Num sistema republicano, o Brasil adota esse sistema, não se permitem relações de amizade ou de compadrio como critério para ocupação de cargos ou funções públicas. A nossa Constituição, aliás, é bastante clara nesse sentido.
Infelizmente, no Brasil, o atual presidente da República parece nunca ter lido a Constituição. Se porventura leu, só pode estar agindo de má-fé ao atacá-la tanto. Estaria Lula atuando de má-fé ou dolosamente ao indicar seu amigo e advogado particular Cristiano Zanin para a vaga de ministro do STF?
Ao levar o nome de Zanin para o Senado, Lula fere de morte os princípios da moralidade e da impessoalidade, cravados pelo legislador constituinte na nossa Carta Magna justamente para evitar situações como esta.
Parentes, amigos, sócios, compadres, parceiros, entre outros agregados, não têm a isenção e a imparcialidade necessárias à judicatura. Daí vêm os dispositivos constitucionais vedando o compadrio no âmbito da administração pública.
Cabe lembrar que em uma república democrática ninguém está acima da lei. Aos administradores públicos, especialmente, não há margem para escolher cumprir ou não cumprir mandamentos constitucionais ou legais. O descumprimento implica necessariamente na anulação do ato administrativo, bem como na responsabilização administrativa, civil e criminal do agente público que o autorizou. Por isso, aos agentes públicos impõe-se a subordinação não só ao princípio da legalidade, mas também aos princípios da moralidade e da impessoalidade, voltados à ética pública, à boa-fé, à honestidade, à lealdade e à probidade na administração.

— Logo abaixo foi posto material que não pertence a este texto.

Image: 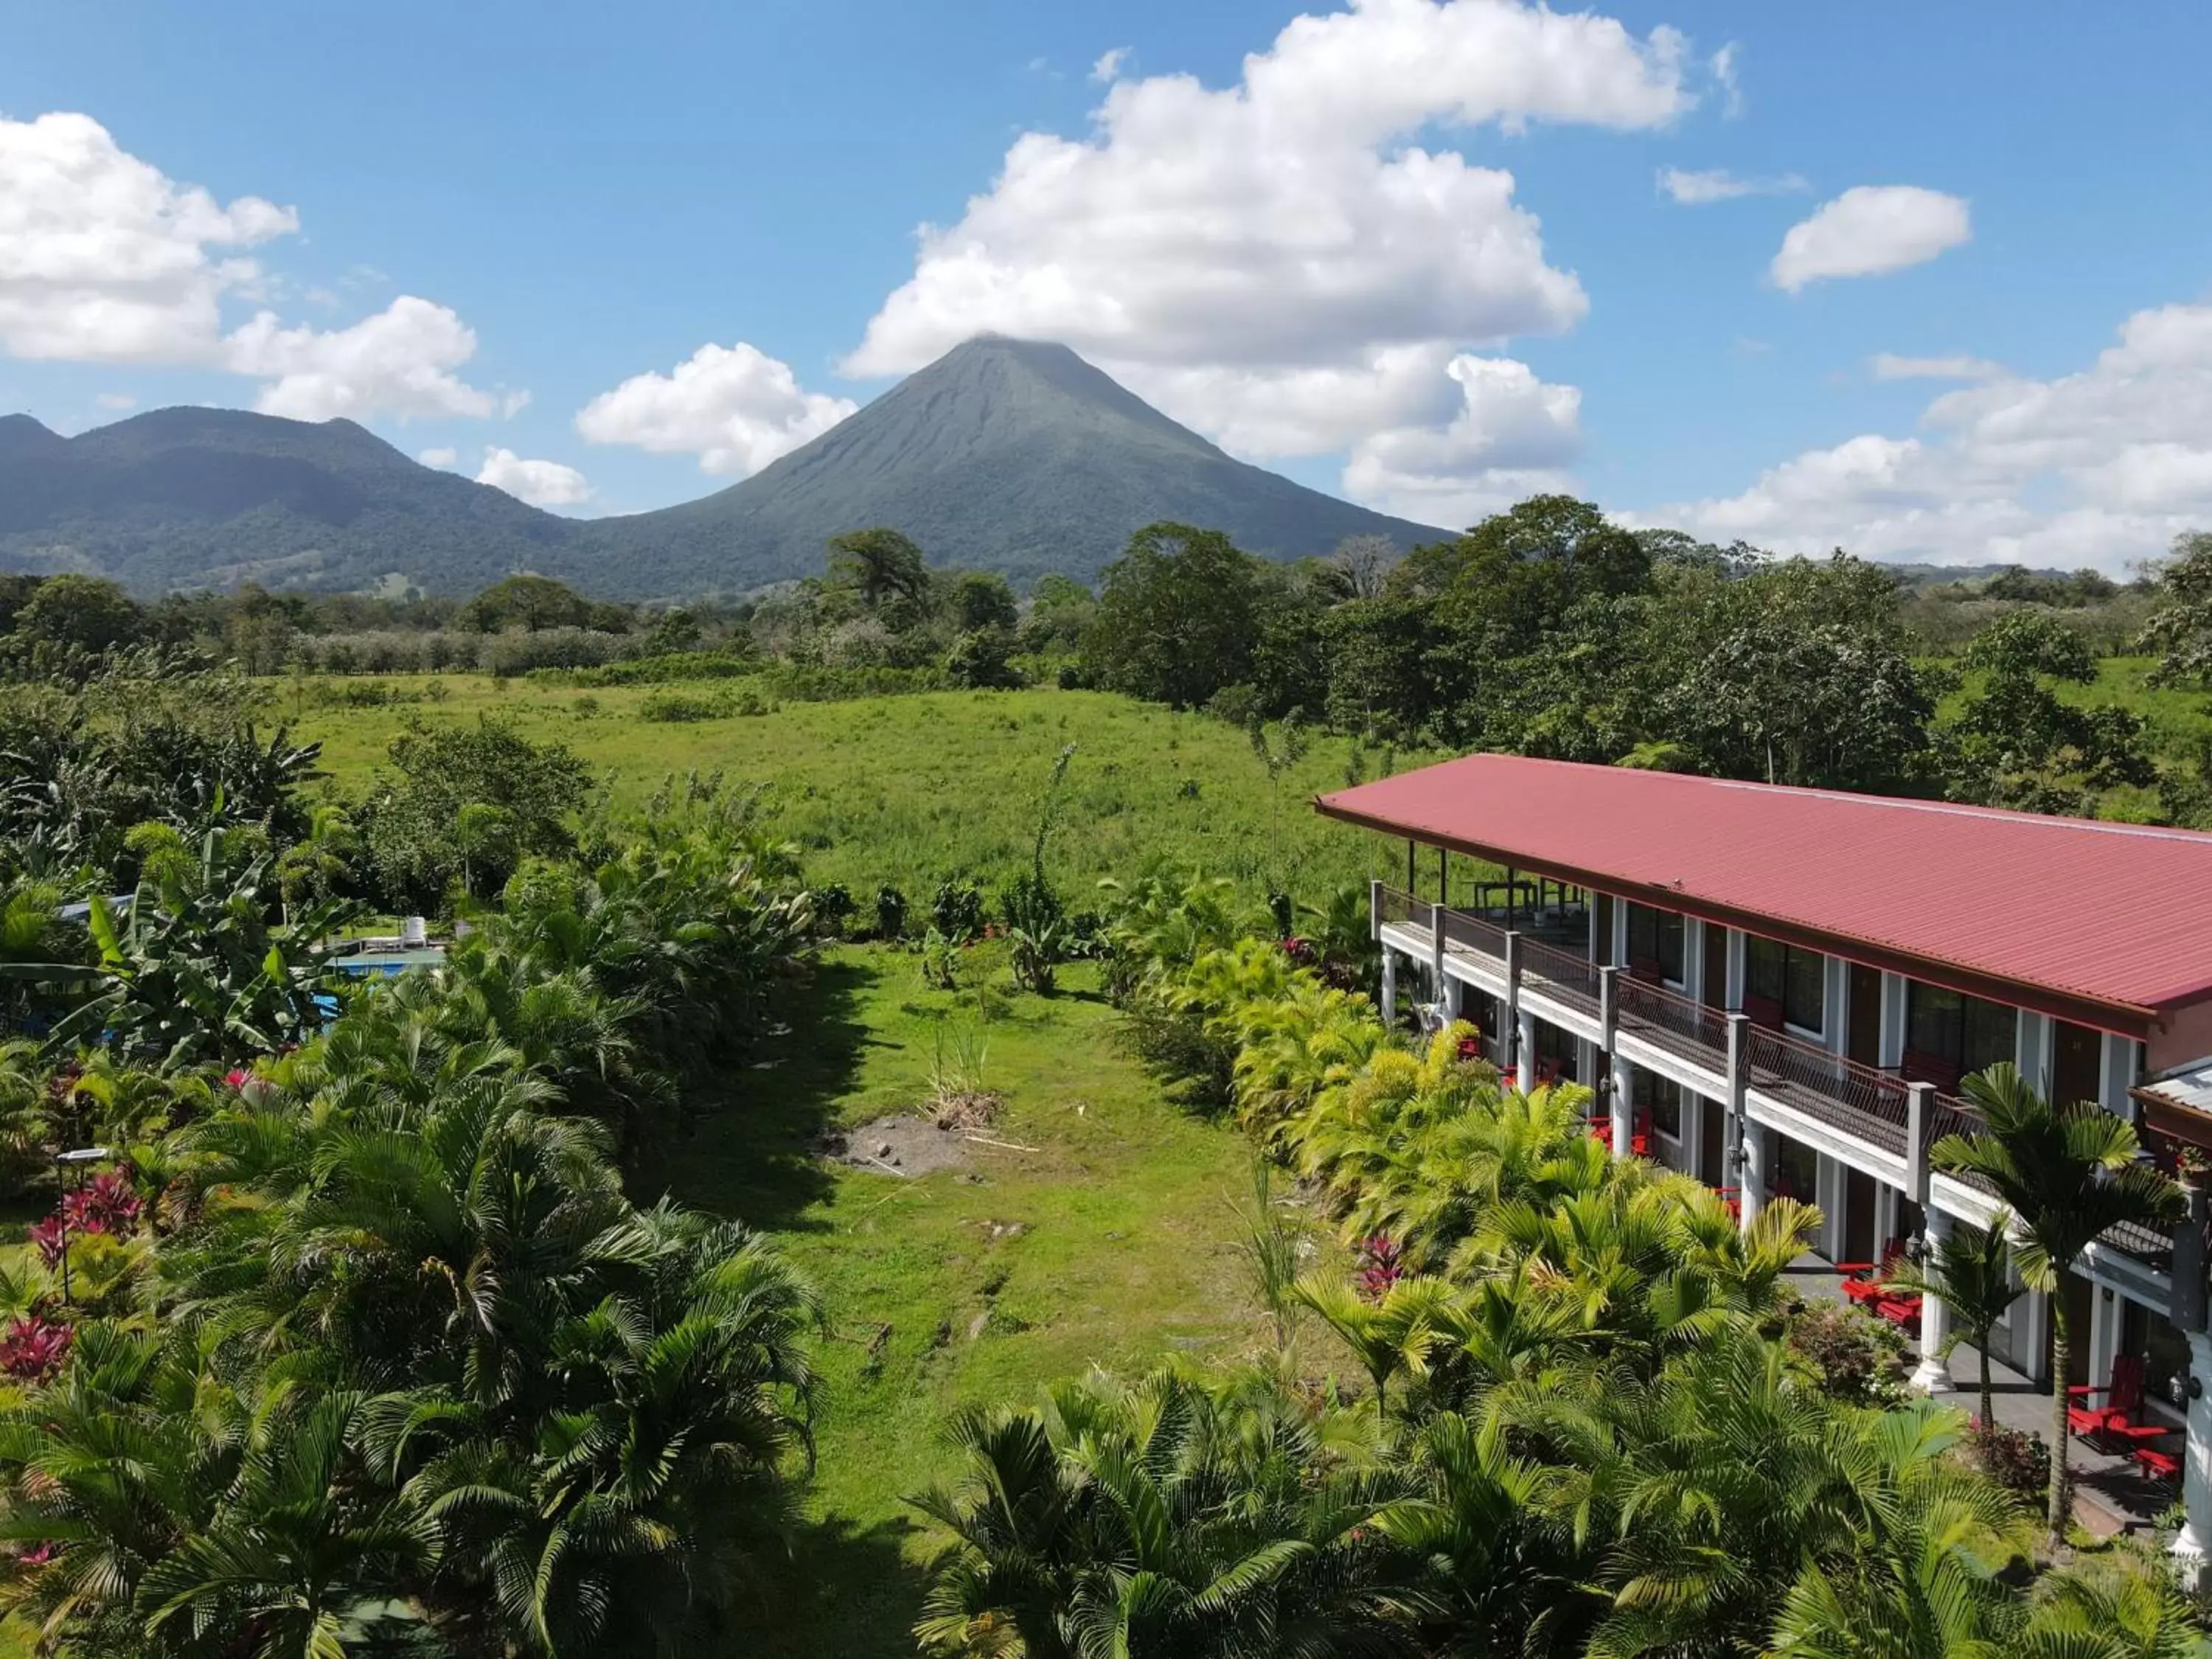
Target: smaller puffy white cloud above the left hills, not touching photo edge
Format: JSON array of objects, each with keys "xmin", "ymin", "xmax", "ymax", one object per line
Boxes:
[{"xmin": 223, "ymin": 294, "xmax": 493, "ymax": 420}]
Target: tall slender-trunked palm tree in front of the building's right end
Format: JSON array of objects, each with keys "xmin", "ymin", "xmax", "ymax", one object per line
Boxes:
[{"xmin": 1929, "ymin": 1062, "xmax": 2183, "ymax": 1548}]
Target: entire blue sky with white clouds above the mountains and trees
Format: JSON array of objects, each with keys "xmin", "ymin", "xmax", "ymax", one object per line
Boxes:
[{"xmin": 0, "ymin": 0, "xmax": 2212, "ymax": 573}]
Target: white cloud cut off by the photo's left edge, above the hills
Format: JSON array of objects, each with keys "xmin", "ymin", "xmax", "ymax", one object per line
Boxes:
[{"xmin": 0, "ymin": 115, "xmax": 299, "ymax": 363}]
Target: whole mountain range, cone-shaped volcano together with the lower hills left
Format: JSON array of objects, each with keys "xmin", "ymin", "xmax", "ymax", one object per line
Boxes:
[{"xmin": 0, "ymin": 338, "xmax": 1442, "ymax": 597}]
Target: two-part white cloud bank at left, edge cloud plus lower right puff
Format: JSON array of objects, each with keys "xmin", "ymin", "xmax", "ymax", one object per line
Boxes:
[{"xmin": 0, "ymin": 113, "xmax": 504, "ymax": 420}]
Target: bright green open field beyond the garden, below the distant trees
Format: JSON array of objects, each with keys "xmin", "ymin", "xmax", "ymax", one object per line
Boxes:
[{"xmin": 281, "ymin": 675, "xmax": 1427, "ymax": 907}]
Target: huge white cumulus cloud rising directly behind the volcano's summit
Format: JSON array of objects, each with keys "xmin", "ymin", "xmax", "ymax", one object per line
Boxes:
[{"xmin": 843, "ymin": 0, "xmax": 1672, "ymax": 518}]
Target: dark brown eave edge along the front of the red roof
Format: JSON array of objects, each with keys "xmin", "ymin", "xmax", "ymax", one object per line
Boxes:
[{"xmin": 1314, "ymin": 796, "xmax": 2150, "ymax": 1042}]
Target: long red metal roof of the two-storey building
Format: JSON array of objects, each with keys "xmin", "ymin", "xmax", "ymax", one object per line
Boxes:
[{"xmin": 1314, "ymin": 754, "xmax": 2212, "ymax": 1029}]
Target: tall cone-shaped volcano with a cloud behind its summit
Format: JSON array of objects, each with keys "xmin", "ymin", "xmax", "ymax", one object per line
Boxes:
[{"xmin": 602, "ymin": 336, "xmax": 1444, "ymax": 588}]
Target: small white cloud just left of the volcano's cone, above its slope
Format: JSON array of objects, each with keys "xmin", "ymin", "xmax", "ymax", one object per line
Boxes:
[{"xmin": 575, "ymin": 341, "xmax": 858, "ymax": 478}]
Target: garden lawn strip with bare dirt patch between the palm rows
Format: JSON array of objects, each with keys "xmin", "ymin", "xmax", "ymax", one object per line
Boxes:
[{"xmin": 635, "ymin": 945, "xmax": 1265, "ymax": 1659}]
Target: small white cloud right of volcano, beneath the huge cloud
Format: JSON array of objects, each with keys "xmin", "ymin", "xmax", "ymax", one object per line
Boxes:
[{"xmin": 1345, "ymin": 354, "xmax": 1582, "ymax": 524}]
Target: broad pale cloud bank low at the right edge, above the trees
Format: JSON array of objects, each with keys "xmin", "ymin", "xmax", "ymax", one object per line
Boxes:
[{"xmin": 1650, "ymin": 305, "xmax": 2212, "ymax": 573}]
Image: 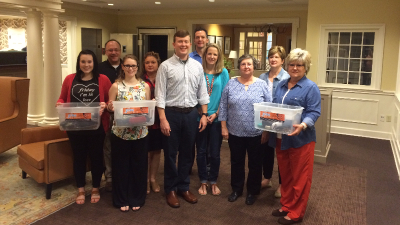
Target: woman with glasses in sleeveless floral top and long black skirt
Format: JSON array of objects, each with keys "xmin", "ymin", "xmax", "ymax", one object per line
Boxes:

Para o presidente da República, inclusive, de modo específico, o descumprimento dessas determinações pode configurar crime de responsabilidade passível de interrupção do mandato via processo de impeachment.
Note-se que o advogado Cristiano Zanin, cujo sogro é compadre e amigo de longa data de Lula, ficou conhecido a partir do momento em que assumiu a defesa do então ex-presidente Lula, envolvido numa série de escândalos de corrupção e lavagem de dinheiro que o levaram à cadeia.
Apesar de já ter sido amplamente divulgado pela imprensa, não custa lembrar que o escritório do advogado Zanin recebeu R$ 1,7 milhão por serviços de consultoria jurídica prestados ao Partido dos Trabalhadores, cujos pagamentos mensais de R$ 46,9 mil ocorreram entre setembro de 2019 e agosto de 2022, conforme dados registrados no TSE. Além disso, o escritório também teria recebido R$ 1,2 milhão para atuar na campanha eleitoral de Lula.
Ainda que o Presidente da República tenha prerrogativas para indicar brasileiros natos, com notável saber jurídico e reputação ilibada, para ocuparem o cargo de Ministro do Supremo Tribunal Federal, de caráter vitalício — requisitos que Cristiano Zanin em tese teria (em tese, porque não sei se efetivamente possui notável saber jurídico) — o chefe do Poder Executivo também deve respeitar as hipóteses legais moralmente admissíveis. Em um sistema republicano, não existem poderes absolutos ou ilimitados, pois isso seria contrário ao próprio Estado de Direito, que vincula a todos.
Além disso, sobre o suposto notável saber jurídico de Zanin, destaca-se que o advogado associado a Lula não foi capaz de evitar a condenação e nem mesmo a diminuição da pena de seu cliente. Lula foi condenado em 1º grau por corrupção e lavagem de dinheiro, e teve suas penas aumentadas pelos desembargadores do TRF 4ª Região em Porto Alegre, que unanimemente rejeitaram as razões do recurso promovido por Zanin.
Caberá ao Senado Federal homologar ou não a indicação de Cristiano Zanin para ocupar um cargo vitalício e de enorme importância. Um presidente da República possui poderes consideráveis, porém, não tem o poder de desobedecer os mandamentos constitucionais da impessoalidade e da moralidade. No caso em questão, esses mandamentos estão sendo desrespeitados para atender não ao interesse público, mas para atender a um interesse nitidamente pessoal, algo que é amplamente reprovável pela sociedade brasileira.